Epidemiological studies have suggested that increased fish intake is correlated with a reduced risk of coronary heart disease; consequently, many studies have been carried out on the effects of fish and fish oil on blood and vascular composition and function.⁷ The beneficial effects of fish oil are usually attributed to the n3 fatty acids. The anti-inflammatory effects of these fatty acids may be due to a number of factors, not least an alteration in levels of reactive oxygen species, cytokines, and growth factors.

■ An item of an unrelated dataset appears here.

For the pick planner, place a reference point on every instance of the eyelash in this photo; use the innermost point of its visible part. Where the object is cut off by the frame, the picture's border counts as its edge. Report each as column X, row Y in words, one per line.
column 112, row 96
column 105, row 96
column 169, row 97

In mononuclear blood cells and polymorphonuclear neutrophils (PMNs), fish oil supplementation decreases indices of inflammatory response.^{8 9} A diet supplemented with fish oil has been shown to reduce interleukin-1 and tumor necrosis factor production by stimulated human mononuclear cells.¹⁰ In vitro, addition of fish oil to tissue culture medium causes a reduction in platelet-derived growth factor (PDGF) production by cultured endothelial cells, an effect inhibited by the addition of antioxidants, including vitamin E.¹¹ This implicates oxidative processes in growth factor regulation.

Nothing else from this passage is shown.